I think the most meaningful media are those that do not seem to be media—those that are so integrated into our lives that they are an extension of our ‘real life.’ They are so imperceptible that you need someone who is unconnected to ‘ad land’ to show them to you. If we think with our advertising hats on, they’re invisible.
And this is what happened to me this summer, a few weeks before the fútbol (soccer) World Cup and coinciding with the Cannes Festival. A dad had created a sticker album featuring the women fútbol players in the Spanish league. He acted alone, without help from any brands. He gathered the photos together, printed and mounted them in an album. Brilliant. Grand Prix in Media. And he had done it because his seven-year-old daughter was devoid of arguments when her classmates refused to let her play fútbol in the playground. There were no women in their sticker albums. It followed, in the logic of all the boys, that fútbol couldn’t be for girls. A sticker album is like the Bible for a Christian. If you’re not there, you don’t exist.
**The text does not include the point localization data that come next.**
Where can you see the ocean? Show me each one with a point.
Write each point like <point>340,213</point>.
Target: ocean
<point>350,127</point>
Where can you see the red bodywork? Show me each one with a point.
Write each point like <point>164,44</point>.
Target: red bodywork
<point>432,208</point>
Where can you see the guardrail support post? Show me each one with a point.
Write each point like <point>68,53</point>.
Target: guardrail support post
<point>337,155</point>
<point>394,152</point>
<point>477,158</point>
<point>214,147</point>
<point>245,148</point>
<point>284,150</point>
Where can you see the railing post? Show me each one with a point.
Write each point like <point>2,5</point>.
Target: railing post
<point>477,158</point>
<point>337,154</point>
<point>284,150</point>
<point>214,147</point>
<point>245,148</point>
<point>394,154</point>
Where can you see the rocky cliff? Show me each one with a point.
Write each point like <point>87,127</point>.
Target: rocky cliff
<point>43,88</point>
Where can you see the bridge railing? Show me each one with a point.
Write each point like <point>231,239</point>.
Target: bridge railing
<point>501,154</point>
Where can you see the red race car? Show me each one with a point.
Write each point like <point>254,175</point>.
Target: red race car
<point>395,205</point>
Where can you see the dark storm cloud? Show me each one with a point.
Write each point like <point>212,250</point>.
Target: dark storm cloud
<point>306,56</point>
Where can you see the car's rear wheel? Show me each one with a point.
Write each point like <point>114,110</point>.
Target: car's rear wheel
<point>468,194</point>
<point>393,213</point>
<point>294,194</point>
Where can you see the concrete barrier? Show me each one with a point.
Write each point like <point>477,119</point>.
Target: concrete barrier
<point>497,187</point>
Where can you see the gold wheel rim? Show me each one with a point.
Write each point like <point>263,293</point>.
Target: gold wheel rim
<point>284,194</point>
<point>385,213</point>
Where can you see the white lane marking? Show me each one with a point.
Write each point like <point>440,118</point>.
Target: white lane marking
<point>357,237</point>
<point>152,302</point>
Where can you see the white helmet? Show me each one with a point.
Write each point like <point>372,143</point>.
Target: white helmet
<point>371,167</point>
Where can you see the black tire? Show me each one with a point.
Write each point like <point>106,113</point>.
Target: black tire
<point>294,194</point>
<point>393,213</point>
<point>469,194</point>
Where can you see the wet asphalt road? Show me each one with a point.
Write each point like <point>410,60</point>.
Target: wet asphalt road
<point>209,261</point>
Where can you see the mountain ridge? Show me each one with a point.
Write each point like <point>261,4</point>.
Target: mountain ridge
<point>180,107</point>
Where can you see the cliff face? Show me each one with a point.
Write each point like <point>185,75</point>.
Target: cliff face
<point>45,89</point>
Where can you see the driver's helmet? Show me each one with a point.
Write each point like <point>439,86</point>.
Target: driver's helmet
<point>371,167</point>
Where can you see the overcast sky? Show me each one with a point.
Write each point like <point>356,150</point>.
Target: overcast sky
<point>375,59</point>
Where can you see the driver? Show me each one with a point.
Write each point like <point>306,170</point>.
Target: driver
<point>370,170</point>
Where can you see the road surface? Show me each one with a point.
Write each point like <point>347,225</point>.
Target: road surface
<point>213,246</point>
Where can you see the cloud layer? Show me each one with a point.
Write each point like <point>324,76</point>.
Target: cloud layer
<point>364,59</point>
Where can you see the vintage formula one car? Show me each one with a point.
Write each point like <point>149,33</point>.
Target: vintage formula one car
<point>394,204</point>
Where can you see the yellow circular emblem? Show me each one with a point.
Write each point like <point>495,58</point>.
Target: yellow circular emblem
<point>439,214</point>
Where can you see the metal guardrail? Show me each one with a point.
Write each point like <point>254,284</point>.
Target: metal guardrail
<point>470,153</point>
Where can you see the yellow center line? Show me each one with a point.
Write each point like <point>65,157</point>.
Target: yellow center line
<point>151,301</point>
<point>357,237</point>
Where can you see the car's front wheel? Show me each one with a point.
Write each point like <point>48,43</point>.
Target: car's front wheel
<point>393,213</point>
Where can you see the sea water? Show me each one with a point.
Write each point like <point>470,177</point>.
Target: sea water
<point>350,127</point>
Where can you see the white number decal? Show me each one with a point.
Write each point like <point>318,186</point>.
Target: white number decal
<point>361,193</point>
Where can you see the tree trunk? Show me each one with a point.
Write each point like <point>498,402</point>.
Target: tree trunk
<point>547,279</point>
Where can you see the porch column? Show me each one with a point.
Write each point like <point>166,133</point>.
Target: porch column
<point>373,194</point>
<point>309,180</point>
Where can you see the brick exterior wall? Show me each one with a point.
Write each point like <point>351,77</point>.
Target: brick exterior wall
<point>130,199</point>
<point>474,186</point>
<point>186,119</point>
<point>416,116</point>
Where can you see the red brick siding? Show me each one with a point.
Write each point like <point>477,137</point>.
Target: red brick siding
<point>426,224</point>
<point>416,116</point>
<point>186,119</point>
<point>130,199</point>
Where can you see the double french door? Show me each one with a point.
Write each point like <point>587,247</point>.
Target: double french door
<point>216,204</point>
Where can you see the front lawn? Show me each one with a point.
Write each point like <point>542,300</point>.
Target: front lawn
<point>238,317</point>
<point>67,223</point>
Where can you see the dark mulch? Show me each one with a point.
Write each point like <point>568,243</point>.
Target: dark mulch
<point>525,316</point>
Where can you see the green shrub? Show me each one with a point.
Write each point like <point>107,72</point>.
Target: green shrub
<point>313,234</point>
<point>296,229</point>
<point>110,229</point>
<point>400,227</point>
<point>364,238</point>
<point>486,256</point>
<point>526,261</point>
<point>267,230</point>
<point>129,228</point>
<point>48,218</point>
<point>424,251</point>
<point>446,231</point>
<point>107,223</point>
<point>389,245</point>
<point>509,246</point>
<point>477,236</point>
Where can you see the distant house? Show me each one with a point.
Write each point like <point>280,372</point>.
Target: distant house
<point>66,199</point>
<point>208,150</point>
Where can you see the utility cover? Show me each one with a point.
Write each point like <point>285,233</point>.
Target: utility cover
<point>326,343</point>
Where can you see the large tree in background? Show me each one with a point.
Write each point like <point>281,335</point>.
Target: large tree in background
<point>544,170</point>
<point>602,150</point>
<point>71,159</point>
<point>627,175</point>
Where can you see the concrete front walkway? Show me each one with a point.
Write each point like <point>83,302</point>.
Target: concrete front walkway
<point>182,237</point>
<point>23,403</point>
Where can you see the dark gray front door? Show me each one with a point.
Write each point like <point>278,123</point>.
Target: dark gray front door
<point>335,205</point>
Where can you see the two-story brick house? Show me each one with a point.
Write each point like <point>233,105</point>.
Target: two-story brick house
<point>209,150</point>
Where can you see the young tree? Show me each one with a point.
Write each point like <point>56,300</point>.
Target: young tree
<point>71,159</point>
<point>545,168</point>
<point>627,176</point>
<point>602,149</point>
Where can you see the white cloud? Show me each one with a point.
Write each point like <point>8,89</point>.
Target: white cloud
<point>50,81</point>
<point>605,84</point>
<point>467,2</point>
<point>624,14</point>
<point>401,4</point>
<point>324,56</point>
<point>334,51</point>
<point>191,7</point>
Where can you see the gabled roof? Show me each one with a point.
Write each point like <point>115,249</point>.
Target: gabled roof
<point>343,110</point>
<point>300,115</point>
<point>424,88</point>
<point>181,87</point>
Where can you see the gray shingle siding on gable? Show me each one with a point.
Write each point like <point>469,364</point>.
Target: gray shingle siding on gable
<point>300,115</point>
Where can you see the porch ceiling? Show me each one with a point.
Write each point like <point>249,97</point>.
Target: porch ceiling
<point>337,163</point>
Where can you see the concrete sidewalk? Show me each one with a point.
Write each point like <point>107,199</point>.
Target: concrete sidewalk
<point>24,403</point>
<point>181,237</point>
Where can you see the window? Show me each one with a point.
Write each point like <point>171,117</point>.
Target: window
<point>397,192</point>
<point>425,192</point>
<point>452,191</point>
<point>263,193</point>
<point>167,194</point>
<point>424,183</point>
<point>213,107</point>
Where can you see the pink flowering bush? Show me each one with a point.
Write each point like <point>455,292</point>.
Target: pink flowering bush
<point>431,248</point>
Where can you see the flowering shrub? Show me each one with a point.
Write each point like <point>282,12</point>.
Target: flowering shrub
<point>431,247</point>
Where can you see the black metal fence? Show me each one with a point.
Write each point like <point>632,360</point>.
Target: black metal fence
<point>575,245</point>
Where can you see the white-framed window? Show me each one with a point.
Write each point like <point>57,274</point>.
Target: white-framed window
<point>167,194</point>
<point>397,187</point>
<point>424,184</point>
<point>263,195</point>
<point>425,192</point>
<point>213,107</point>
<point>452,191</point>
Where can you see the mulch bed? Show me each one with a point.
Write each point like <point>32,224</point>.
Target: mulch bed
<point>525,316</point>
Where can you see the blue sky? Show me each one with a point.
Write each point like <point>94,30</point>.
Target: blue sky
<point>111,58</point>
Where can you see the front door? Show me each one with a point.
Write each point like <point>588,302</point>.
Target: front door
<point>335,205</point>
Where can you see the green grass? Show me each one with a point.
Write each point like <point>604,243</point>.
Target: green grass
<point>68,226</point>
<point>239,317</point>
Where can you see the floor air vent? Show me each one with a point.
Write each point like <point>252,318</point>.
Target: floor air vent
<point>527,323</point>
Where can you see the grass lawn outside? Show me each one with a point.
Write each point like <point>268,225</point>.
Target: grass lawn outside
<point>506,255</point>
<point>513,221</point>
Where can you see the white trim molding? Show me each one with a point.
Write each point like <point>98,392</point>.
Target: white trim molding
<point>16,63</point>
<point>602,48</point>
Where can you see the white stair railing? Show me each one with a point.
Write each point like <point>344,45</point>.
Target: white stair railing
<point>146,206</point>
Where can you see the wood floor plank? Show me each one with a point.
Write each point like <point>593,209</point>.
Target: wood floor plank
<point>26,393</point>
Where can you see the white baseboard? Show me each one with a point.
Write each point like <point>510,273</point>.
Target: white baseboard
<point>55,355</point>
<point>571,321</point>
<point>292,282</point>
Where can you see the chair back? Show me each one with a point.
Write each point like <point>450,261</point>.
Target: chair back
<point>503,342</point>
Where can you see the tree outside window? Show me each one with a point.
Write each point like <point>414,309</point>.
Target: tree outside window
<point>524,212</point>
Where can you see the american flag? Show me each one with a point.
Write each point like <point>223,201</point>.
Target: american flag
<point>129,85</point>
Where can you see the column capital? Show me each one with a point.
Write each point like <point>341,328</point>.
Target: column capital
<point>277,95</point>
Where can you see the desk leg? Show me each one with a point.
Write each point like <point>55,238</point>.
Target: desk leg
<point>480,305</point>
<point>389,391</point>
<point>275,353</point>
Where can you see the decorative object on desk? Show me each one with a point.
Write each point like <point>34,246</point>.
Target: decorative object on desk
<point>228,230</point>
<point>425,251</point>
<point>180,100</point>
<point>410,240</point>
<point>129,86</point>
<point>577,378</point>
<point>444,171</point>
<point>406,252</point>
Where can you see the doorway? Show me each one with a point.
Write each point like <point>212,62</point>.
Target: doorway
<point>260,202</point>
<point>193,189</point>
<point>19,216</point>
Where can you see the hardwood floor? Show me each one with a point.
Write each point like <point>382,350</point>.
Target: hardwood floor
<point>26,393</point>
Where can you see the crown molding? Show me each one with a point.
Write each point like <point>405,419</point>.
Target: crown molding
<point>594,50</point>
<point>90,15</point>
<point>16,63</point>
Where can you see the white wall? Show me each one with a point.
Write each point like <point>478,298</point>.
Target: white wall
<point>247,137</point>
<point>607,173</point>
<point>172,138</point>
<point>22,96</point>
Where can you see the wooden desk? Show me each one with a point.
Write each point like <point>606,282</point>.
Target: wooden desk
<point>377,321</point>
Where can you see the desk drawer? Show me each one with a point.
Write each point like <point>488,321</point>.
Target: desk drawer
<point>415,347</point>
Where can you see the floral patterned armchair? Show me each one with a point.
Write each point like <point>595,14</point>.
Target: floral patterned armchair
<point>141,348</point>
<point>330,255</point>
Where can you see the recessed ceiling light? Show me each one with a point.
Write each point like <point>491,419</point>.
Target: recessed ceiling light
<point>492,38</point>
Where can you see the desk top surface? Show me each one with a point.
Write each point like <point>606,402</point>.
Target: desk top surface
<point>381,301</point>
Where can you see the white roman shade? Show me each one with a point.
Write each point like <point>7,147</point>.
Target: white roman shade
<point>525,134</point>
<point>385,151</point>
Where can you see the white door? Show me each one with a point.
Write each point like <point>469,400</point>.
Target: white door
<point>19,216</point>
In a context where all brands are women-friendly, we have forgotten what matters most: initiatives that normalize the situation. According to FIFA, there are 30 million female players globally, a figure that is still low compared to the number of men who play fútbol, but one that is attracting brands all over the world.
This is why what the dad did was so valuable. Because in a context in which brands want to make inroads into this territory, we forget about the media that connect with people. Those of you who used to have a fútbol sticker album know what I’m talking about. Many of us learned to negotiate by swapping stickers after school. Opening a sticker packet is an adrenalin rush similar to opening the door to a first date. And finishing an album must be like the contradictory feeling a CEO feels upon finishing an Iron Man event: happy for having achieved the goal, but suddenly deprived of challenge. For me, this would be a good definition of meaningful.
By the way, this year, Spanish girls and boys will have a fútbol sticker album featuring both men and women.